著者の入江敦彦氏は1961年京都生まれでロンドン在住のエッセイストです。「京都な暮らし」というタイトル通り、1年を通して歳時記のように普段の暮らしを紹介しながら、他には無い京都の特異性と異質性を浮き彫りにしながら、京都人の複雑さを披露しているように受け取りました。「いけず」いう言葉に代表されるように京都人のいやらしさは伝統を守る人々のプライドともリンクするわけで、「よそさん」の考え方とは一線を画しているのを本書ではしっかりと記しています。

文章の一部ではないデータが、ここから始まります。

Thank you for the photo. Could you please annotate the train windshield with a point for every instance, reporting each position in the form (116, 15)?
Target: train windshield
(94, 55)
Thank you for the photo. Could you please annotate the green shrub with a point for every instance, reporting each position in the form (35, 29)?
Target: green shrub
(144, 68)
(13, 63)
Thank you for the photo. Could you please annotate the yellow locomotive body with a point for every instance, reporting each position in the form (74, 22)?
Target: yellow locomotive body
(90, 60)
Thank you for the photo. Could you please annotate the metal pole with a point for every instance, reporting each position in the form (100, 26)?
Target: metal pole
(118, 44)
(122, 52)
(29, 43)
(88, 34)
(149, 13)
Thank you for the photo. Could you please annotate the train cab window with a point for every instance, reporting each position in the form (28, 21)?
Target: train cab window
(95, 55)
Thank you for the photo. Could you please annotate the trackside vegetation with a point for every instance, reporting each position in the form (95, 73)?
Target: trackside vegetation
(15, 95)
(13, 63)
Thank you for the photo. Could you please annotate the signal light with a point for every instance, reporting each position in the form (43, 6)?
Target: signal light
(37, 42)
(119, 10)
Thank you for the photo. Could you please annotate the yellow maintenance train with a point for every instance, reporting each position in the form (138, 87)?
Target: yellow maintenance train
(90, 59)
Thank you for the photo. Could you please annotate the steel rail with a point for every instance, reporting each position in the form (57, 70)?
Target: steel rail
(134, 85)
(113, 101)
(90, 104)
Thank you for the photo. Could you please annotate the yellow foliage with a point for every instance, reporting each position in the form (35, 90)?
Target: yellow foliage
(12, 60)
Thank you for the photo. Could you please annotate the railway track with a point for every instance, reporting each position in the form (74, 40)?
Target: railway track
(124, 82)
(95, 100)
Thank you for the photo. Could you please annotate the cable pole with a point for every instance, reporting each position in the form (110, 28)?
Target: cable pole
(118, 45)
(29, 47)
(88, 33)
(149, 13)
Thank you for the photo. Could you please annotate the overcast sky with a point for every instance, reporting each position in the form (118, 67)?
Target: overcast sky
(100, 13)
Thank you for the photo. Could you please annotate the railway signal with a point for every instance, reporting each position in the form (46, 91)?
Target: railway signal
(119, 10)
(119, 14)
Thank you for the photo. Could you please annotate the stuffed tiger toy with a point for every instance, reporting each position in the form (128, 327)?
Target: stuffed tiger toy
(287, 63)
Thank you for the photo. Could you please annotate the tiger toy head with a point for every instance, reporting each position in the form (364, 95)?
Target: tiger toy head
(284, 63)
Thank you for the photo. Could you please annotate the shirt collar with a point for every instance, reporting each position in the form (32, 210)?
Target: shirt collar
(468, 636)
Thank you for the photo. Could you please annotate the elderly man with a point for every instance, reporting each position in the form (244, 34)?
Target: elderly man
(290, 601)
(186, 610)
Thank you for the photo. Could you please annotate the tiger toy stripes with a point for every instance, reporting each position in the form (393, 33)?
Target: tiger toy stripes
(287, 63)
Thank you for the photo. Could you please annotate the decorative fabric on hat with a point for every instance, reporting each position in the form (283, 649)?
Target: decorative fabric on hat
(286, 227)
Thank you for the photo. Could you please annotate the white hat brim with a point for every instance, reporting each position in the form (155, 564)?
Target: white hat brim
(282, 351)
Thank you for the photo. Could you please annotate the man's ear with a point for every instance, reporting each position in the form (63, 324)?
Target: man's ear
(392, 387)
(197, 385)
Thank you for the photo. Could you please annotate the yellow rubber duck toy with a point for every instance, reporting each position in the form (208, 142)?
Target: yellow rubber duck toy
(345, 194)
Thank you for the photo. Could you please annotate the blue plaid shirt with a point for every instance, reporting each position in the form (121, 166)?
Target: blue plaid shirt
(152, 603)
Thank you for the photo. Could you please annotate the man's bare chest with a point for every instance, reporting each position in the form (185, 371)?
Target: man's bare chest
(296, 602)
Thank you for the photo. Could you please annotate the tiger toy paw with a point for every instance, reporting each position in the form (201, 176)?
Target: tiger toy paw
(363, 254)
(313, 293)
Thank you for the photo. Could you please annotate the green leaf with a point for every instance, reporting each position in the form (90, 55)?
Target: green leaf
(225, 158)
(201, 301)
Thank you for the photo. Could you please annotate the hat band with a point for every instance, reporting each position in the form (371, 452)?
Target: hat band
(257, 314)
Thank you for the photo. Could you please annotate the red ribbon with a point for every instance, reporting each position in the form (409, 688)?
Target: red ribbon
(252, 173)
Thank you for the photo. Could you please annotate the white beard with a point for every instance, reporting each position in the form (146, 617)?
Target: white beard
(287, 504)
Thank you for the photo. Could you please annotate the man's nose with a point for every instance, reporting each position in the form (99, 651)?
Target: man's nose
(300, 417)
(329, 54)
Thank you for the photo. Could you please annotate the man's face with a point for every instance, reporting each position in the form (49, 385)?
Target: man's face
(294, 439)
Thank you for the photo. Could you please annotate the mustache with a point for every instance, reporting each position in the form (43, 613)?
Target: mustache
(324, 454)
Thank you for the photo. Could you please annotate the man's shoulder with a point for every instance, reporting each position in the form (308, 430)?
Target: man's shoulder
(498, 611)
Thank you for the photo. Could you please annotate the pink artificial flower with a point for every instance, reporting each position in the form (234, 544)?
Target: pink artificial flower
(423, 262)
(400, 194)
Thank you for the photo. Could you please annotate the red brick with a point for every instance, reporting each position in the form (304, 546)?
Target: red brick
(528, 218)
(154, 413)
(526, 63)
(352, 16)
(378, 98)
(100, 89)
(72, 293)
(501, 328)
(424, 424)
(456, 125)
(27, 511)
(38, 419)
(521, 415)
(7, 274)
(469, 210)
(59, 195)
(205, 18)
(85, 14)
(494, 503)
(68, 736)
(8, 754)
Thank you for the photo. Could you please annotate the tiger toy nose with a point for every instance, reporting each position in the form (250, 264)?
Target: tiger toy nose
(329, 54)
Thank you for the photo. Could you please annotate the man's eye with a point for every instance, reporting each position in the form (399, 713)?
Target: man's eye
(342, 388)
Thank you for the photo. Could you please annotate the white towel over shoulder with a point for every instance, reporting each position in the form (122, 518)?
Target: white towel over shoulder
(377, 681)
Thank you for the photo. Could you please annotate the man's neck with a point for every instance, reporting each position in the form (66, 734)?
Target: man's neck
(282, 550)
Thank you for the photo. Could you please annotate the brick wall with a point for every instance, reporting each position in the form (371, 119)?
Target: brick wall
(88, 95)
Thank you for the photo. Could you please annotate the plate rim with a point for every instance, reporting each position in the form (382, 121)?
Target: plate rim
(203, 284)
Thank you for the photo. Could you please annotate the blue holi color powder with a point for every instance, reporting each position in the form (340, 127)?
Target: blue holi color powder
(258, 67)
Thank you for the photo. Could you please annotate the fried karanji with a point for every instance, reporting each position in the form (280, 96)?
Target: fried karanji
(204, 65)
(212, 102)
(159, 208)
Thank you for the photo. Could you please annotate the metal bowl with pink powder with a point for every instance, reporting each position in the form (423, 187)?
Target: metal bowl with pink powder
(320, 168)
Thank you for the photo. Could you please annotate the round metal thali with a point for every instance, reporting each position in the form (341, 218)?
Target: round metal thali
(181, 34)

四季折々の食文化と風俗、伝統と慣習、京都には本当に「こだわり」が多いです。著者のような「典型的な京都人」という人がどれだけおられるかは別として、京都の奥深さを知るエピソードが含蓄のある文章で語られています。文章はムダもなく、飽きさせない筆運びを随所で拝見しました。理屈っぽい箇所も散見しますが、物事へのこだわりが理論武装を必要としているのでしょう。
睨み鯛、初えびす、梅花祭、雛祭り、十三詣り、夏越祓、おしょらいさん、地蔵盆、糠袋縫い、仕舞い弘法など、愛してもやまない京都の文化と伝統行事の数々。京都特有の風物詩を眺めながら、独特の伝統と文化スタイルを噛みしめています。他ではうかがい知れないものでしょう。
不思議な街として「面白さ」を感じられることでしょうし、京都の良さを再確認する切っ掛けの書と言えるでしょう。